2023 ACM Mile High Video (MHV)
May 7-10, 2023 | Denver, US
Vignesh V Menon (Alpen-Adria-Universität Klagenfurt), Reza Farahani (Alpen-Adria-Universität Klagenfurt), Prajit T Rajendran (Universite Paris-Saclay), Mohammed Ghanbari (University of Essex), Hermann Hellwagner (Alpen-Adria-Universität Klagenfurt), and Christian Timmerer (Alpen-Adria-Universität Klagenfurt).
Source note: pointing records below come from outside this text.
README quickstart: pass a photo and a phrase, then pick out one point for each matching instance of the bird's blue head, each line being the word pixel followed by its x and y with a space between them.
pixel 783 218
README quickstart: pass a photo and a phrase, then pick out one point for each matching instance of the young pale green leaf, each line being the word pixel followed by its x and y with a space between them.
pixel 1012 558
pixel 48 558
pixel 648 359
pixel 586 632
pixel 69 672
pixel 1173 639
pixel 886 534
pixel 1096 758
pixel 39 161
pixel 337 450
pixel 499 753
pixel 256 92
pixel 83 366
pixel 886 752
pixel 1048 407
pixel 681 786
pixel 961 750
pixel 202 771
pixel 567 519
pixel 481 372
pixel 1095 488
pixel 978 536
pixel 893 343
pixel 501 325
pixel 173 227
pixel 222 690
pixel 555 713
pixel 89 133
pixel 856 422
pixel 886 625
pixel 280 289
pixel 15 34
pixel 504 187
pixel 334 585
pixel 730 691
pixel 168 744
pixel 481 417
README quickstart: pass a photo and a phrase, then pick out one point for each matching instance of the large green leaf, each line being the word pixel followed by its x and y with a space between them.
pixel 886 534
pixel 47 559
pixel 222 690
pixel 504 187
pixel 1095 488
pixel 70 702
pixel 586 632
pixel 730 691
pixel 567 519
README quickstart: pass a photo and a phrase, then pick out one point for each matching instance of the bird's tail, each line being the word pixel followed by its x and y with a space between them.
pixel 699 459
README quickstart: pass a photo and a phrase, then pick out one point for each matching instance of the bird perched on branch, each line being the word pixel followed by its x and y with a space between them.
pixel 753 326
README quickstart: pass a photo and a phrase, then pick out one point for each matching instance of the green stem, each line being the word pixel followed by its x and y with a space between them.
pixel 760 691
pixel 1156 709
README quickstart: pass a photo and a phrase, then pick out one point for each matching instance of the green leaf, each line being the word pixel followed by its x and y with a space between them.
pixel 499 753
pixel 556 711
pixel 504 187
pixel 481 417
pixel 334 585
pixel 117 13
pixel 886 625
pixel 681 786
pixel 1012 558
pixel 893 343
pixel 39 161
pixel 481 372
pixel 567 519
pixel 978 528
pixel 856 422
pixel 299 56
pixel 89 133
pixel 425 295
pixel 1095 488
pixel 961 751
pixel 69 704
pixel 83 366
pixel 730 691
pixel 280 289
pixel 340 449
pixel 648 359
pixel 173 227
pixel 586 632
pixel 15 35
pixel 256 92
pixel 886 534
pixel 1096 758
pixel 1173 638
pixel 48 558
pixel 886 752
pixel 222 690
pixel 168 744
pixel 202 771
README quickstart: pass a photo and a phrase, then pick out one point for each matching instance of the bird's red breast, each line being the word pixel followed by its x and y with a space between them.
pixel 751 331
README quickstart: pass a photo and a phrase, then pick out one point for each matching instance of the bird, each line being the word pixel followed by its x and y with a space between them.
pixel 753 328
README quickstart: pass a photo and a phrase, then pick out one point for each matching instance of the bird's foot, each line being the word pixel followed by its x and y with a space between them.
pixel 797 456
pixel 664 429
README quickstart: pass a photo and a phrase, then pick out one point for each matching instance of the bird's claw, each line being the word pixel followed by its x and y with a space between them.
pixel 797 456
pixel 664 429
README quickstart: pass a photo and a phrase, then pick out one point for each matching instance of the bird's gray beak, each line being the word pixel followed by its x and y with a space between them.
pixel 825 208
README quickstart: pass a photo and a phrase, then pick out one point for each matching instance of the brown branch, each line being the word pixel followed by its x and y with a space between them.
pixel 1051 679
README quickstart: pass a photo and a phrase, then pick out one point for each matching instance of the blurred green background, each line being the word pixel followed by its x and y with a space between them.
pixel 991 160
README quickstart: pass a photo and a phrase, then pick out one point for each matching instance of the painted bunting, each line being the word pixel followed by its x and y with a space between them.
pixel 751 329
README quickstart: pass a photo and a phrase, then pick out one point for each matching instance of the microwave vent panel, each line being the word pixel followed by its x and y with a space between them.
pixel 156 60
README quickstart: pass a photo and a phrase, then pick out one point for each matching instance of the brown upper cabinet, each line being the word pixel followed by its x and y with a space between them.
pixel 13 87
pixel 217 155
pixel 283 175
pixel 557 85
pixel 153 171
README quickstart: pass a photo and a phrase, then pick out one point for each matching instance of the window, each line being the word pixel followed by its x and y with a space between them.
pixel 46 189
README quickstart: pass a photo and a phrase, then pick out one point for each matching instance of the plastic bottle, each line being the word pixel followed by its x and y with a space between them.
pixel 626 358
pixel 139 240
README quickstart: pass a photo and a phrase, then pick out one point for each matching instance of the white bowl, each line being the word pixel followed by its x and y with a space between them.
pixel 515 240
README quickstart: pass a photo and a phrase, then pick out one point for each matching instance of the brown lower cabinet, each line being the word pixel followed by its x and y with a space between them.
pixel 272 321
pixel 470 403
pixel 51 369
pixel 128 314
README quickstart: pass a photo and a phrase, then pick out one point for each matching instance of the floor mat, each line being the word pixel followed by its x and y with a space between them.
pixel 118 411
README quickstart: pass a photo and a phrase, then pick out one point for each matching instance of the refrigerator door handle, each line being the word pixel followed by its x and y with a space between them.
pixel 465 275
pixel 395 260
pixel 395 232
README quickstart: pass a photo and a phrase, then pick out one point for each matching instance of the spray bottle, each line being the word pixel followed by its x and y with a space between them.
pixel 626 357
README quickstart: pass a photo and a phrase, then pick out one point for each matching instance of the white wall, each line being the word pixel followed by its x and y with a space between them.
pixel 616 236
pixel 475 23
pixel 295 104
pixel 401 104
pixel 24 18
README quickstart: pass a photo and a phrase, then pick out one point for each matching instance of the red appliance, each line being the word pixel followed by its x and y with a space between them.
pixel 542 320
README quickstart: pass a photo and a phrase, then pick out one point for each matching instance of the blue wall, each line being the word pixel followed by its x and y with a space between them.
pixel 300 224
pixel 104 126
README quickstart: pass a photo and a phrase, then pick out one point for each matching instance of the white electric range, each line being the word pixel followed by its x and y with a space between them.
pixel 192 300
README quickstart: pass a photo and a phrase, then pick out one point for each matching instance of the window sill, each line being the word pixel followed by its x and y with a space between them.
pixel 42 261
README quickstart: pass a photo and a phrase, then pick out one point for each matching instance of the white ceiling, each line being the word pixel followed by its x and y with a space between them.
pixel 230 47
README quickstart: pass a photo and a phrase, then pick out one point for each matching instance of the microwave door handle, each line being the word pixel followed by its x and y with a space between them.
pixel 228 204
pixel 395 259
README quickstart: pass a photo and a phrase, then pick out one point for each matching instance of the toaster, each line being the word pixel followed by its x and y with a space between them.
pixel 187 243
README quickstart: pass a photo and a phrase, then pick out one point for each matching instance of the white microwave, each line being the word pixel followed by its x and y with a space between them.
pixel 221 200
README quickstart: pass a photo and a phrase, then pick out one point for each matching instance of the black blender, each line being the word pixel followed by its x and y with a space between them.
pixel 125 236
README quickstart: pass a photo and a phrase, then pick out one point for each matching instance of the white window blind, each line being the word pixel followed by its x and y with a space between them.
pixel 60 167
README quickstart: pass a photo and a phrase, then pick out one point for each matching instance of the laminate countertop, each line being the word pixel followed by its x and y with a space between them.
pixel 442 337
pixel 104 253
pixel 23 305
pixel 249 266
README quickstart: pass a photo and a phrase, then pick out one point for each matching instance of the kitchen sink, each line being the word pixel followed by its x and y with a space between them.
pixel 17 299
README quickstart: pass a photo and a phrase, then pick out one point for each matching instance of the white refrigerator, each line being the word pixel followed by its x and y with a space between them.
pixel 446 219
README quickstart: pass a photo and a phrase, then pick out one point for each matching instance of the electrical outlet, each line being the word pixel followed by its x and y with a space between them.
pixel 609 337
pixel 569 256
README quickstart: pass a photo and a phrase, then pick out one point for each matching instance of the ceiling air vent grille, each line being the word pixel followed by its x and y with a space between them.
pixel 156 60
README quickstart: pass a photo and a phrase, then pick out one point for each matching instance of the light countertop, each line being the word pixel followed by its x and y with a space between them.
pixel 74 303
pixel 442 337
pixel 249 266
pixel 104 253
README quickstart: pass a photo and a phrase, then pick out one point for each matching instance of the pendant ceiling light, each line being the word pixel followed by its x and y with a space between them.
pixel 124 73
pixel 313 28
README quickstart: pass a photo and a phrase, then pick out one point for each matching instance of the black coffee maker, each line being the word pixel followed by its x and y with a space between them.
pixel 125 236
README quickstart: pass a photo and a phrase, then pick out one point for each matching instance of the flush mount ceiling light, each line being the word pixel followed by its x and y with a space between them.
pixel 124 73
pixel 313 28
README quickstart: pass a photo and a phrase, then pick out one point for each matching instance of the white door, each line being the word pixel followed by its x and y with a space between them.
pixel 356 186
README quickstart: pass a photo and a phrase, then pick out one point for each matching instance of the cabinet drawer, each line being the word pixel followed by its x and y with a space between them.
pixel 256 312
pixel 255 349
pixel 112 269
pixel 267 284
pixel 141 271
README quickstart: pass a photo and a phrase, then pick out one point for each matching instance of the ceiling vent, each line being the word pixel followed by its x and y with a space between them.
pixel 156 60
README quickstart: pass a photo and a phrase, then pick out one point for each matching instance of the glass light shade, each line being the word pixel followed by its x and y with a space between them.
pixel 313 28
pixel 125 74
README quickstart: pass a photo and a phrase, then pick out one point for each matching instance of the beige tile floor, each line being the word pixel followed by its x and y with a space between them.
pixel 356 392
In recent years, video streaming applications have proliferated the demand for Video Quality Assessment (VQA). Reduced reference video quality assessment (RR-VQA) is a category of VQA where certain features (e.g., texture, edges) of the original video are provided for quality assessment. It is a popular research area for various applications such as social media, online games, and video streaming. This paper introduces a reduced reference Transcoding Quality Prediction Model (TQPM) to determine the visual quality score of the video possibly transcoded in multiple stages. The quality is predicted using Discrete Cosine Transform (DCT)-energy-based features of the video (i.e., the video’s brightness, spatial texture information, and temporal activity) and the target bitrate representation of each transcoding stage. To do that, the problem is formulated, and a Long Short-Term Memory (LSTM)-based quality prediction model is presented. Experimental results illustrate that, on average, TQPM yields PSNR, SSIM, and VMAF predictions with an 𝑅2 score of 0.83, 0.85, and 0.87, respectively, and Mean Absolute Error (MAE) of 1.31 dB, 1.19 dB, and 3.01, respectively, for single-stage transcoding.
Furthermore, an 𝑅2 score of 0.84, 0.86, and 0.91, respectively, and MAE of 1.32 dB, 1.33 dB, and 3.25, respectively, are observed for a two-stage transcoding scenario. Moreover, the average processing time of TQPM for 4s segments is 0.328s, making it a practical VQA method in online streaming applications.